映画キッズ(7)

2005年に4回([1][2][3][4])書いて、2009年に中学校時代の同窓会でインスパイアされて書いてきた、映画を見始めた小学校6年から中学にかけて(1970年代中頃)の「映画キッズ」の話([5][6])は、あと1、2回でおしまい。話は当時の映画ファンの中学生たち「映画キッズ」(カリスマ英語教師のヒロ松崎にBBSで命名された)の生態から、何だか自己分析というか、どういう映画にどう影響を受けてきたのかという反芻となって、自分で言うのも何だけど物語論的にも面白い。
不思議なもので、映画キッズといっても新作にはあまり関心がなかった(ちらし収集の関係上、熟知はしていた)。映画キッズは学校で、どれだけ古い映画を知っているか、あまり当時の中学生が見ない映画をどれだけ見ているかを競い合った。例えば中学3年生の終わりにスピルバーグの「未知との遭遇」が大ヒットしたが、映画キッズは冷ややかだった(だいたい学校から引率される名画鑑賞会にかかるような作品は、それだけでバカにされた)。もちろん「ジョーズ」なんかは歯牙にもかけなかった。「スピルバーグといったら「続・激突カージャック」でしょう。ゴールディ・ホーンが色っぽい」「いやテレビ版の「激突!」だね。「警部マックロード」のデニス・ウィーバーの演技がいい」、、、そんな会話を楽しんでいた。
こんな知ったかぶりの映画キッズだから、「名作」を見るにしても、アカデミー賞よりカンヌだった。中学校時代でいうとアカデミー賞で話題になったのは「ロッキー」(1976年)、一方、同じ年のカンヌは「タクシー・ドライバー」。後者の方が通っぽいよね。「映画キッズ(4)」で語った「第三の男」はもちろん、「恐怖の報酬」や「スケアクロウ」などカンヌのグランプリ作品は、僕のお気に入りだった(何度も何度も見た!)。
アカデミー賞でいうと、1939年にヴィクター・フレミングが「風と共に去りぬ」と「オズの魔法使い」を同時に発表して、この2本は最後まで作品賞を競り合ったという話(ホントかどうか知らない)を聞いたことがある。断然、僕としては「オズの魔法使い」である。テレビで見た時に解説の高島忠夫が「ジュディー・ガーランドって面白い顔してる」と言ったのが気になって、なぜか好きになった。ちなみに娘のライザ・ミネリも好きだった(上記のゴールディ・ホーンと合わせて考えると、垂れ目が好きな中学生だったんだろう)。中学1年の時のアカデミー賞は「カッコーの巣の上で」と「狼たちの午後」が二大有力候補だったが、こっちも「狼たちの午後」がいい。どうも作品賞の作品群には違和感があった。

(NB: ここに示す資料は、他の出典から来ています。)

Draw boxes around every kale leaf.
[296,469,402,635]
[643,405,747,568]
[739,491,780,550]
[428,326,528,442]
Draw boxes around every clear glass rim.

有名な映画は見たい。でも大衆的なのはちょっと違う(今から思えば「タクシードライバー」「オズの魔法使い」「狼たちの午後」は十分に大衆的だが)。みんなが面白いっていう作品にケチをつけたり、人と違う作品に注目したり、違う着眼点を主張したい。子どもと言えば、子どもだが、そうやって自己形成していったのは紛れもない事実である。